Since information is read and written by magnetic changes, it is important to note that stored data is easily lost due to the degree of coercive magnetism. There are probably many people who have had the misfortune of being unable to use their cards because they were placed together with or near something that emits magnetic force.
4. OCR ( Optical Character Recognition )
Optical character recognition technology. It reads and recognizes printed or handwritten characters and numbers directly by optical means. Some of you may "know" or "use" the ones installed in scanners and multifunction devices.
In actual business applications, it is used to read the machine-readable zone (MRZ) of passports, for example, or to check the expiration date of perishable goods or stockpiles.

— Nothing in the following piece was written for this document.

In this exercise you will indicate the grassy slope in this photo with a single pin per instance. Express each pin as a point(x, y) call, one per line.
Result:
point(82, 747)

However, the current state of optical character recognition technology has yet to achieve a high level of literacy due to the large individual differences in the recognition of handwritten characters and numbers.
It is also difficult to reduce the misreading rate of printed characters to "0", and in many cases, OCR fonts, which were developed to eliminate misreading, are used for optical character recognition.
6. Machine Vision
The processing of images taken by a camera, etc., and of captured images and video data by a computer. In general, it is often called computer vision.
In recent years, with the evolution of AI and neural networks, as well as the deepening of machine learning and deep learning methods, the accuracy of this technology has increased remarkably, and it is being put to practical use in a variety of situations.